Dados pós-comercialização
As reações adversas ao medicamento citadas a seguir foram identificadas a partir da experiência pós-comercialização mundial de lenalidomida. Como essas reações são relatadas voluntariamente por uma população de tamanho incerto, nem sempre é possível estimar com precisão sua frequência ou estabelecer uma relação causal com a exposição ao medicamento.
- Distúrbios endócrinos: alteração da produção de hormônios pela tireoide (hipertireoidismo e hipotireoidismo).
- Distúrbios do fígado: testes laboratoriais hepáticos alterados transitórios.
- Distúrbios do sistema de defesa do corpo: condições alérgicas1 (angioedema, reação alérgica grave potencialmente fatal, urticária), doença aguda por enxerto contra hospedeiro (após transplante hematopoiético alogênico), rejeição de transplante de órgãos sólidos.
- Infecções e infestações: reativação viral (como hepatite B ou herpes zoster) e leucoencefalopatia multifocal progressiva (alteração neurológica causada por um vírus).

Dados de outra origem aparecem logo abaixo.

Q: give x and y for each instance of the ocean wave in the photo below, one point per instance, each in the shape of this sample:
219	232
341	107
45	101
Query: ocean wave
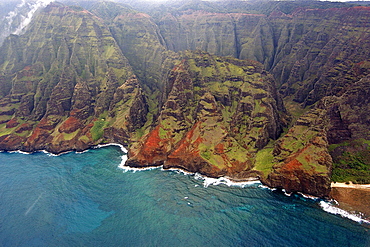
124	150
224	180
18	152
330	208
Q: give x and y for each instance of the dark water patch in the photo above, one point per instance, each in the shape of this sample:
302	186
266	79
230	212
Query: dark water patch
85	200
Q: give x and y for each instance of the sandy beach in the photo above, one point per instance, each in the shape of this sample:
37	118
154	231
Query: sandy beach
354	198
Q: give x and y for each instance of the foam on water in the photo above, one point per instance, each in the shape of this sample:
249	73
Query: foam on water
224	180
331	208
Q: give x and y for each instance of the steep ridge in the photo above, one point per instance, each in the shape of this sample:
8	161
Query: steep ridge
310	52
78	78
63	82
218	114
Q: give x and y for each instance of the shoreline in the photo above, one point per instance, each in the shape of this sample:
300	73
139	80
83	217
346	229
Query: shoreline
352	198
350	185
345	195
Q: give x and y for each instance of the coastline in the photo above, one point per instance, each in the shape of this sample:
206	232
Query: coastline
353	198
350	185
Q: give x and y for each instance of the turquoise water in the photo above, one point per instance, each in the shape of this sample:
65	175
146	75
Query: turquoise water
86	200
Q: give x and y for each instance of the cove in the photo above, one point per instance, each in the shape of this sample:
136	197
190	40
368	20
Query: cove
86	200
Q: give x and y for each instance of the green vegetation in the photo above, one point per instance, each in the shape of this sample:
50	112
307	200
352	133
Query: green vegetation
97	130
352	164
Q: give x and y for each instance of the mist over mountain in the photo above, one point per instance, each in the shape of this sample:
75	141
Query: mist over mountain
271	90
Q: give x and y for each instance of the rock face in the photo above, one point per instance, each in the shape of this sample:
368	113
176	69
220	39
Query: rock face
72	83
218	113
78	78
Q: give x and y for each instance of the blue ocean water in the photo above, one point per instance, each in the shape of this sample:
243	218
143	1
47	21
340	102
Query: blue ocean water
86	200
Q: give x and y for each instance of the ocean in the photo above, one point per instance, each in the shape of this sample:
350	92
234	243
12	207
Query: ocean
86	199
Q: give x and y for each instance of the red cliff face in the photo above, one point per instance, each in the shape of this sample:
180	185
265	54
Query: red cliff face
77	83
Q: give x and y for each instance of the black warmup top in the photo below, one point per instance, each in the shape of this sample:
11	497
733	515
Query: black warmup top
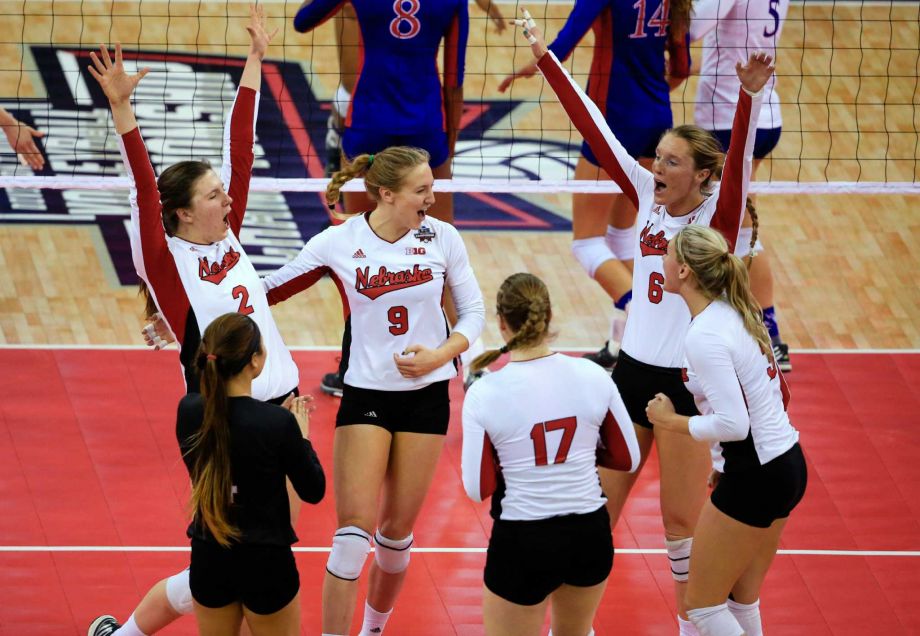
265	447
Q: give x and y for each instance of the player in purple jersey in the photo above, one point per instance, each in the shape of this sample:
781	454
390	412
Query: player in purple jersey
629	81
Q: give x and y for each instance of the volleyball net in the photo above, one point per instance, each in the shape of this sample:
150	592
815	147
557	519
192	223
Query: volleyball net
847	74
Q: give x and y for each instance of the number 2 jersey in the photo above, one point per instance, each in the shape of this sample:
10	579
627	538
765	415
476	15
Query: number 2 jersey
658	321
739	391
398	81
392	294
193	284
531	433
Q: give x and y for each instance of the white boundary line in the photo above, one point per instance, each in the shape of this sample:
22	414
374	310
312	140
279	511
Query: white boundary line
321	549
562	347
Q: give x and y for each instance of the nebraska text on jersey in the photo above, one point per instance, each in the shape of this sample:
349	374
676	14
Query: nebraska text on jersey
216	272
386	281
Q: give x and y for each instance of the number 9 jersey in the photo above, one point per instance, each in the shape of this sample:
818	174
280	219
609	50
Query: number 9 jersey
392	295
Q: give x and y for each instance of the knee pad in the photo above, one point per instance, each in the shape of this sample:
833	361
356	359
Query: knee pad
592	253
350	546
715	621
622	242
679	556
179	593
392	555
341	101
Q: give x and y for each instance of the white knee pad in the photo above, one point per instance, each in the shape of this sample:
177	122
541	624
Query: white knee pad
179	594
341	101
679	556
715	621
350	546
592	253
622	242
392	555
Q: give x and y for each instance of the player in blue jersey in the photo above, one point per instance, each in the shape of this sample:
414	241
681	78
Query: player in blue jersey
630	80
398	83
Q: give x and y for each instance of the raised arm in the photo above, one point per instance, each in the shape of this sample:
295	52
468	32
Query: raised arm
313	13
239	130
736	175
150	253
633	179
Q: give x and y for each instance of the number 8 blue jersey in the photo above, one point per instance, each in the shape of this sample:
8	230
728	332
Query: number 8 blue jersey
398	83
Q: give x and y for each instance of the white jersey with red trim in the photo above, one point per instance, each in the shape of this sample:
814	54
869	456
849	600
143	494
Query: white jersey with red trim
392	294
658	322
194	284
534	432
739	391
731	31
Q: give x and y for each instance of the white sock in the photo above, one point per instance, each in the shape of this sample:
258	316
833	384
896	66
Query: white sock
374	621
748	616
686	628
715	621
130	628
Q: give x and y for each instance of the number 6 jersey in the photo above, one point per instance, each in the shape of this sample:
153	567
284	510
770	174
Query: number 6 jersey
392	294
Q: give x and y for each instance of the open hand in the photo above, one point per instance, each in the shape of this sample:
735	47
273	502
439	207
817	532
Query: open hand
532	32
22	141
756	72
115	82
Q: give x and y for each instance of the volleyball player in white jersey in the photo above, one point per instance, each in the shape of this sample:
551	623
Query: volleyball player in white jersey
392	266
760	472
729	30
531	435
185	248
678	191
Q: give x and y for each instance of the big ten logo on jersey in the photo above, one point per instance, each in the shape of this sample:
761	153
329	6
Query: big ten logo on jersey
657	25
406	25
177	124
217	272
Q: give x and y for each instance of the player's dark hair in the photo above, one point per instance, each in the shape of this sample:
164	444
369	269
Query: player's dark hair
719	273
227	346
705	150
177	187
523	303
385	169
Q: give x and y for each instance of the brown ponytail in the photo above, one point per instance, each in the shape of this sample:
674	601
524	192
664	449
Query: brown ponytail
717	272
523	303
385	169
228	345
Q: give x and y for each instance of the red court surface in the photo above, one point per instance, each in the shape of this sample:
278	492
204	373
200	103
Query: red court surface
93	499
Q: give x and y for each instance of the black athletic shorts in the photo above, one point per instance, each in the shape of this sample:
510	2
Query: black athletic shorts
639	382
760	496
528	560
263	578
425	410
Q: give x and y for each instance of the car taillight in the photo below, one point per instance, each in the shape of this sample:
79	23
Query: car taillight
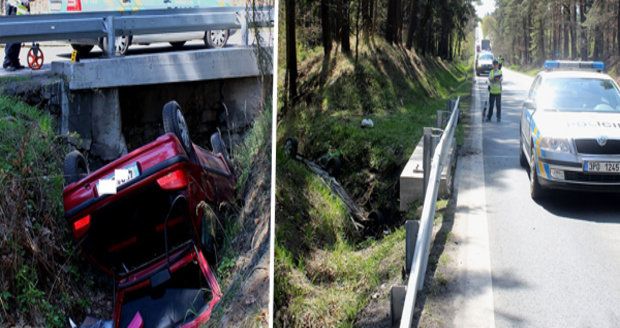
173	180
81	226
74	5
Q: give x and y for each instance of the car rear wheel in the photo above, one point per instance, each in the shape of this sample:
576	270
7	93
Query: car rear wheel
177	45
536	191
122	44
75	167
174	123
219	147
522	158
82	49
216	38
210	232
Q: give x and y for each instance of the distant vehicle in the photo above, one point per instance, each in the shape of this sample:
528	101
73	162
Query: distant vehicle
485	45
570	129
141	220
484	63
211	38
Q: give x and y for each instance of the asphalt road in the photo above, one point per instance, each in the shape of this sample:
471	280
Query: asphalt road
60	51
555	263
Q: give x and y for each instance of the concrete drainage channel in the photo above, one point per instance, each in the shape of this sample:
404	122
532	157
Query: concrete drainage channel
107	120
427	174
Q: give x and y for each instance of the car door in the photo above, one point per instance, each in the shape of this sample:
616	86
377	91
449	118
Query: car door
527	114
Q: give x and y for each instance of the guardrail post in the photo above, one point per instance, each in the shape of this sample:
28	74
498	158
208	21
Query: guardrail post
243	20
442	118
111	38
427	155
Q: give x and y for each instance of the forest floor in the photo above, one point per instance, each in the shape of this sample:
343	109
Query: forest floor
44	279
327	272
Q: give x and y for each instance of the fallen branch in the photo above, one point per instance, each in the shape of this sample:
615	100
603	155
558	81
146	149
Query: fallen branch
357	214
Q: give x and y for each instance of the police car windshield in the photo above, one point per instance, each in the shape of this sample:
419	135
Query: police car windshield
566	94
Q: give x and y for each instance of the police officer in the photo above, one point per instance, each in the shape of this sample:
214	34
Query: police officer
495	91
11	50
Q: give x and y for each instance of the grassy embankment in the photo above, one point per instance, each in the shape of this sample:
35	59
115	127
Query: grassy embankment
41	280
325	271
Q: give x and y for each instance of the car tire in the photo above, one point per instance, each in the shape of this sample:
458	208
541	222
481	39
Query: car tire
75	167
522	159
82	49
219	147
177	45
291	146
174	123
216	38
209	233
536	191
122	45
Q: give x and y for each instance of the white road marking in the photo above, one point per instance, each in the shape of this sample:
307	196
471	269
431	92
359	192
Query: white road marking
474	303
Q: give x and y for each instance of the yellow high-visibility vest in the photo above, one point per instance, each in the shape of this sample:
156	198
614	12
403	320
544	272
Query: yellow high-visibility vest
21	8
496	86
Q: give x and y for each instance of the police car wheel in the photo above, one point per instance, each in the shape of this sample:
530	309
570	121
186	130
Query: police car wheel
522	158
82	49
216	38
536	191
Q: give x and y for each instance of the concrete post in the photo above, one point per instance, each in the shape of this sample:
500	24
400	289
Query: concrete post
96	117
111	36
427	155
243	20
107	135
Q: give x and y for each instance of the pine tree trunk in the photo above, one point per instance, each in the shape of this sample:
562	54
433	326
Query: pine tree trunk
584	35
291	51
345	30
565	31
618	29
325	26
423	38
366	18
573	29
390	29
413	23
445	30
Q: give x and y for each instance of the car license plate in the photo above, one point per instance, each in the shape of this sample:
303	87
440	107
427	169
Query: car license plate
110	183
601	167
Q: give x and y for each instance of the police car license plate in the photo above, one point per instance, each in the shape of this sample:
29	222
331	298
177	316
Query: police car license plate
601	167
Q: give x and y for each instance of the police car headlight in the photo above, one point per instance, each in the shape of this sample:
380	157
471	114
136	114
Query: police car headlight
557	145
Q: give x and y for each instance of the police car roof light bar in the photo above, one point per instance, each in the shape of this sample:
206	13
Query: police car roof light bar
567	65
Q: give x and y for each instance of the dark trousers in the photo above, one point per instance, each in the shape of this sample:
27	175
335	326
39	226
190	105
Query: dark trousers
495	100
11	50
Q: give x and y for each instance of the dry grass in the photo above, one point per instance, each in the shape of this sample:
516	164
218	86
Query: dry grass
40	282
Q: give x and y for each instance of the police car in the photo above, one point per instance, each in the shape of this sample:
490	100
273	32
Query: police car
570	129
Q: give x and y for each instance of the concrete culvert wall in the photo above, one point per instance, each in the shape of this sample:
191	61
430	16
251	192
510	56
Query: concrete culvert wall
228	105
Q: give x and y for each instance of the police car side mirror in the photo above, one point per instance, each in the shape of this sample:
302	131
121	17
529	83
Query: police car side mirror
529	104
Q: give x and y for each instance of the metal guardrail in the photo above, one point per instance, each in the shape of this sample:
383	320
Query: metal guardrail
74	26
423	240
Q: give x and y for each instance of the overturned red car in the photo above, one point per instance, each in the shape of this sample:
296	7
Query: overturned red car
142	219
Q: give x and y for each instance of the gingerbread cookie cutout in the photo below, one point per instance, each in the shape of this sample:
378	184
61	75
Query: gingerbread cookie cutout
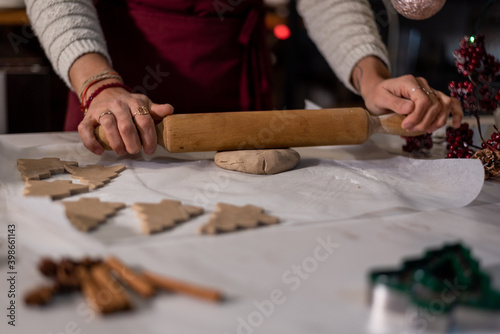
95	176
37	169
88	213
267	161
56	190
228	218
164	215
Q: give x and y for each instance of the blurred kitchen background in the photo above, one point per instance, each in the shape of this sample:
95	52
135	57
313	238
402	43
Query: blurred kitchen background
33	98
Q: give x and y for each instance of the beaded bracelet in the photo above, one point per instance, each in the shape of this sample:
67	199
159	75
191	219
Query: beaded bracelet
85	107
96	78
104	77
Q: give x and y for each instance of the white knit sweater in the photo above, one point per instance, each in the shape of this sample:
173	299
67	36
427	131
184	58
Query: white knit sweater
344	31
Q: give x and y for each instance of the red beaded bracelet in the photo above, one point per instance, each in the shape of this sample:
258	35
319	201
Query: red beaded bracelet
85	108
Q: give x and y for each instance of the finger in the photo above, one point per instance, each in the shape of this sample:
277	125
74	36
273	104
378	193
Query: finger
146	127
426	107
456	112
86	131
108	123
126	127
442	117
386	101
160	111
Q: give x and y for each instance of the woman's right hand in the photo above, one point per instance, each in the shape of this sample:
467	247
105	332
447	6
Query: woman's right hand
123	117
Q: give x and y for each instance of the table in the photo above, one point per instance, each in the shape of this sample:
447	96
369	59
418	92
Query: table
344	210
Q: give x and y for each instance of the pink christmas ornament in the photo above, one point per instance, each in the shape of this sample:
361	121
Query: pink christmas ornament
418	9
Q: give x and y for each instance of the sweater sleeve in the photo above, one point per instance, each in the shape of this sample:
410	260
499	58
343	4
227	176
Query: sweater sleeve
345	32
66	29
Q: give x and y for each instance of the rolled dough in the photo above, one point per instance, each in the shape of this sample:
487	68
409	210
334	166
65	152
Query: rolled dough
266	161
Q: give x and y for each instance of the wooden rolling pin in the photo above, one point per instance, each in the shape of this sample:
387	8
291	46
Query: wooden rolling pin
227	131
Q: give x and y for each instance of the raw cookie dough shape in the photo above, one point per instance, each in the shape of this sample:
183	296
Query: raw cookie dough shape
95	176
56	190
228	218
266	161
37	169
88	213
164	215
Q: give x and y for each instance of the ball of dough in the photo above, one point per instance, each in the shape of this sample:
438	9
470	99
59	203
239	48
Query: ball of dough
267	161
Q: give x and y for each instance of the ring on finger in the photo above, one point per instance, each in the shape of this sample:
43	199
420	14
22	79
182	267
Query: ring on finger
142	110
414	89
429	92
109	112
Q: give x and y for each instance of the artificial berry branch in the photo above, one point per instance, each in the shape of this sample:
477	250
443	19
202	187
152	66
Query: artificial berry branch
479	94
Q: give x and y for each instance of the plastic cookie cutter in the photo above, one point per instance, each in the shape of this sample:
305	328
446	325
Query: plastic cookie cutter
443	291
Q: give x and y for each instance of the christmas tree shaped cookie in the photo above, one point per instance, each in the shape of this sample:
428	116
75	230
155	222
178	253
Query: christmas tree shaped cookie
55	190
95	176
37	169
88	213
228	218
164	215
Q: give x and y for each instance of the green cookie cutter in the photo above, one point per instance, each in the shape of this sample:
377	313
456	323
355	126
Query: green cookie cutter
448	274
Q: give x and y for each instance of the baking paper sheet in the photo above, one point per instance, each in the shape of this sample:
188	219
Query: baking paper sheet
338	196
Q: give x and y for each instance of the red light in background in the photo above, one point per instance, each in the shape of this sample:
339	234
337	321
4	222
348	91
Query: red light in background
281	31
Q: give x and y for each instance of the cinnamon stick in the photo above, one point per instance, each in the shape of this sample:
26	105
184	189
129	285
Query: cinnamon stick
136	281
91	291
119	297
183	287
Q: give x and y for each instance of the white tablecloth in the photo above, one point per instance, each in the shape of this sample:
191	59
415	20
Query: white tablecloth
343	210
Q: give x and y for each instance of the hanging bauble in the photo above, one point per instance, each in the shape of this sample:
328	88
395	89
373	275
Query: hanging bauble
418	9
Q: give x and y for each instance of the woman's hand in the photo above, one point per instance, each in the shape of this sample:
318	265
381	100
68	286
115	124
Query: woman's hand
127	120
426	109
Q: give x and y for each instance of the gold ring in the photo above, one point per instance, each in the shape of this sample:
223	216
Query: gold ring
141	111
103	114
416	88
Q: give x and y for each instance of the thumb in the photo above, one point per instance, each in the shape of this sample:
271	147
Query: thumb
387	101
160	111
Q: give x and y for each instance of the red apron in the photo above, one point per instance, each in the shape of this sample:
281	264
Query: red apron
198	55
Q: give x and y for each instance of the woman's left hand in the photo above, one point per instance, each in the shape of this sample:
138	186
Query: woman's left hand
426	108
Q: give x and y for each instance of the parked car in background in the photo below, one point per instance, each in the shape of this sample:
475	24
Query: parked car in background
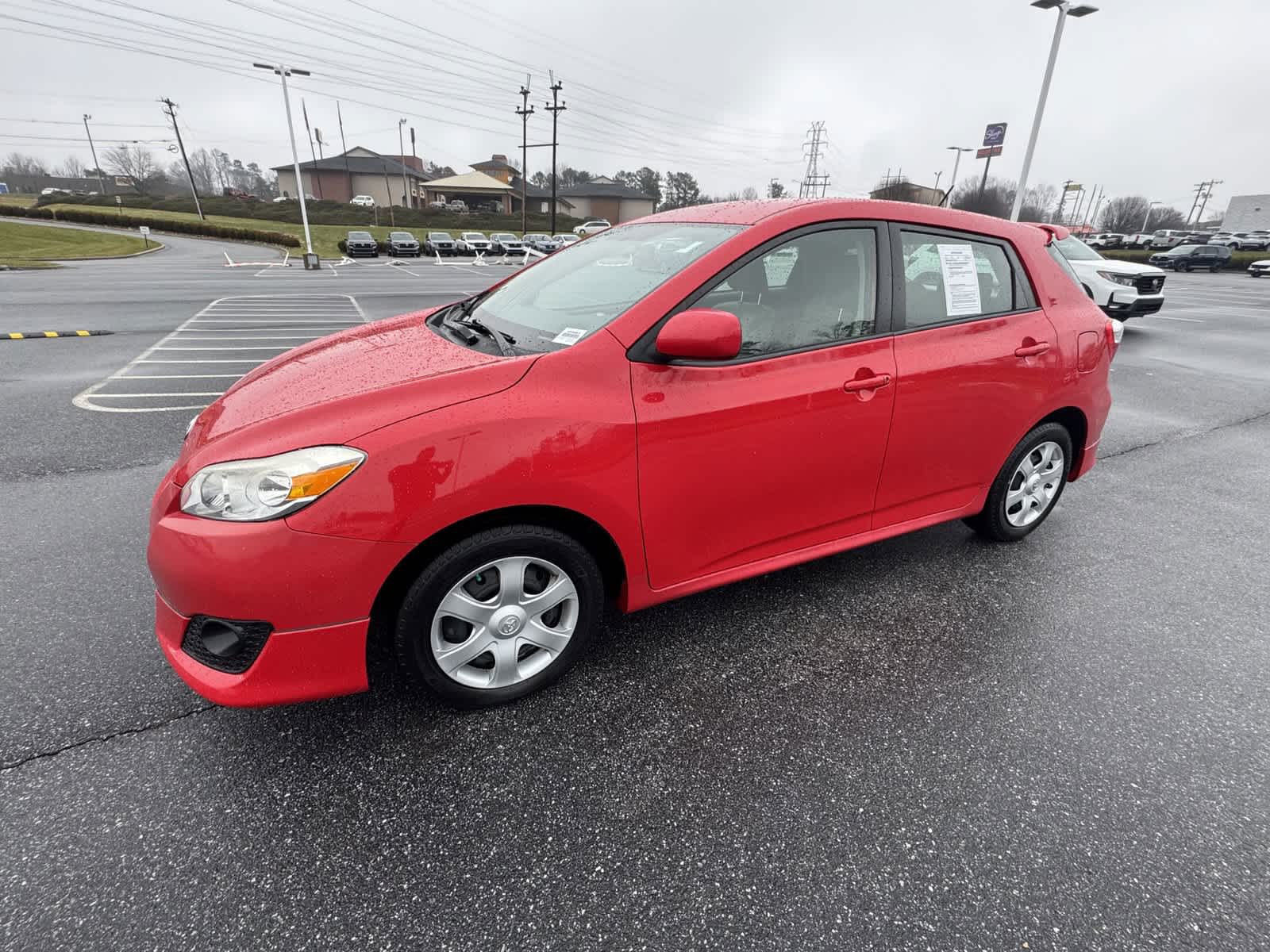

- Neoplasias benignas, malignas e não especificadas:síndrome de lise tumoral (SLT), reação de exacerbação tumoral (piora transitória dos sintomas relacionados à doença devido a um aumento hormonal).
- Distúrbios respiratórios, torácicos e mediastinais: pneumonia.
- Distúrbios cutâneos e subcutâneos:1 reações graves na pele que necessitam de cuidados médicos intensivos como síndrome de Stevens-Johnson (SSJ) (reação alérgica grave), necrólise epidérmica tóxica (NET) (doença cutânea em que a descamação/descolamento da camada superficial da pele, descamação em lâminas), reação ao medicamento com eosinofilia e sintomas sistêmicos (DRESS) (síndrome de hipersensibilidade induzida pelo medicamento).
Atenção: este produto é um medicamento novo e, embora as pesquisas tenham indicado eficácia e segurança aceitáveis, mesmo que indicado e utilizado corretamente, podem ocorrer eventos adversos imprevisíveis ou desconhecidos. Nesse caso, informe seu médico ou cirurgião-dentista.